The Foxes threw everything at their opponents in the second period but had to wait until deep into added-time for a dramatic equaliser.

Here are three talking points…

(Photo by Catherine Ivill/Getty Images)

Redemption for Mahrez after troubling period

The Algerian’s attempts to engineer a switch to City and subsequent failure to report to training had not been well received by Leicester supporters.

Mahrez had been a key figure in the Foxes’ phenomenal Premier League title triumph two years ago, but his reputation suffered a battering when he made it clear he saw his future away from the club.

After a difficult period for all involved, Mahrez is back in the fold and now back in the fans’ good books.

His last-minute goal against the Cherries certainly was evidence of his redemption.

Thirty yards out, the 27-year-old started the ball outside the wall and watched it bend back past Begovic’s outstretched right hand.

Leicester, who have never beaten Bournemouth in the top-flight, are winless in five Premier League matches, but they remain eighth in the table.
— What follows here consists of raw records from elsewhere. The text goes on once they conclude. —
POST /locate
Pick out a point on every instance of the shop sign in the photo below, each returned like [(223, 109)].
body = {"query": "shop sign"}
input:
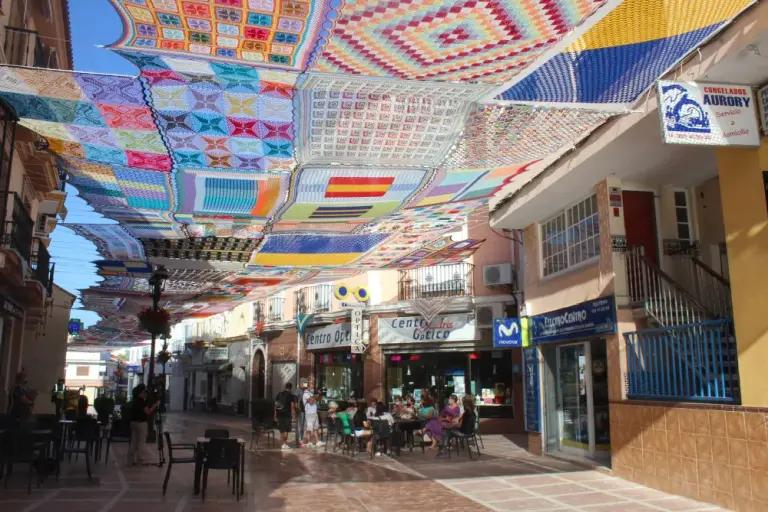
[(703, 114), (762, 102), (593, 318), (329, 336), (507, 332), (408, 329), (217, 354), (531, 390), (358, 337), (10, 308)]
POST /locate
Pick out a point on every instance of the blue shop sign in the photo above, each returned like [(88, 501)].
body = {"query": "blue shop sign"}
[(588, 319), (507, 333), (531, 390)]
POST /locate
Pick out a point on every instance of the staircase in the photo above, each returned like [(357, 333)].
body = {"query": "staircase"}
[(689, 352)]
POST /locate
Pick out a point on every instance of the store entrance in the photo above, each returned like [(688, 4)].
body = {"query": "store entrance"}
[(577, 400), (443, 374)]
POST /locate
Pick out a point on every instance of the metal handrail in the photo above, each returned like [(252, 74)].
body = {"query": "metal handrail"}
[(447, 280), (664, 299), (692, 362)]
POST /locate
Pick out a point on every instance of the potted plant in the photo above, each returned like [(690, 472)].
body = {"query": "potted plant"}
[(104, 406), (154, 322)]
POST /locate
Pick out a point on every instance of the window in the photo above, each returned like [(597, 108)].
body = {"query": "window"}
[(571, 237), (681, 215)]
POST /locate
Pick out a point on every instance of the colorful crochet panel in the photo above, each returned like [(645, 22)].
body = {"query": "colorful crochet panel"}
[(453, 40), (275, 33), (102, 118), (619, 58)]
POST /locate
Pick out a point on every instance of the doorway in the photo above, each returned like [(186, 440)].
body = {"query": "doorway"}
[(258, 376), (640, 222), (576, 400)]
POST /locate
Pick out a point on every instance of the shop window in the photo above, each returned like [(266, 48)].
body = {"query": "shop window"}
[(682, 216), (571, 238), (340, 375)]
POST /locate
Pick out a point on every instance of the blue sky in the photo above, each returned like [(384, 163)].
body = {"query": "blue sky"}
[(94, 23)]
With Mahrez’s reintegration seemingly complete, a fruitful finish to the season could even help them push for a European place.

(Photo by Laurence Griffiths/Getty Images)

Howe ‘disgusted’ as Bournemouth concede so late

Bournemouth’s backs had been firmly up against the wall in the second half as they sought to hold on to their tenuous advantage.

It looked to have been a worthwhile effort until Mahrez’s moment of magic.

A share of the spoils was probably fair in the context of the game, but Cherries manager Eddie Howe admitted he felt ‘disgusted’ after watching the visitors concede so late.

Only four minutes of stoppage-time had been scheduled, but an injury to Simon Francis as well as a substitution meant referee Lee Probert played nearly double that amount.

Despite missing out on what would have been a crucial win, Bournemouth are edging towards safety.

They have lost only once since Christmas, a run that has helped them climb out of the relegation zone and amass 33 points.

Two more victories from their remaining nine fixtures should be enough to secure Premier League football for a fourth successive campaign.

(Photo by Roland Harrison/Getty Images)

Summer will be a key time for both clubs

In a league that is dominated by the so-called ‘Big Six’, the primary aim of the other 14 clubs is survival.

As mentioned above, both Leicester and Bournemouth are all but guaranteed to be playing in the top-flight next season.

The question for both in the summer will be, how can they push on?

The first job for the Foxes’ hierarchy and manager Claude Puel will be deciding the future of Mahrez.

Do they cash in on their star player and reinvest the funds into the squad, or do they try to tie him down to a new contract?

Bournemouth’s ambitions are perhaps not as high as Leicester’s, but after finishing ninth last season, another mid-table position will consolidate their status as a bona fide Premier League outfit.

On the field, there may be some significant outgoings as Howe looks to freshen his resources.

The out-of-favour Harry Arter is one player who looks likely to leave the south coast.

Off the field, the club will hope its plans for a new stadium get closer to becoming a reality.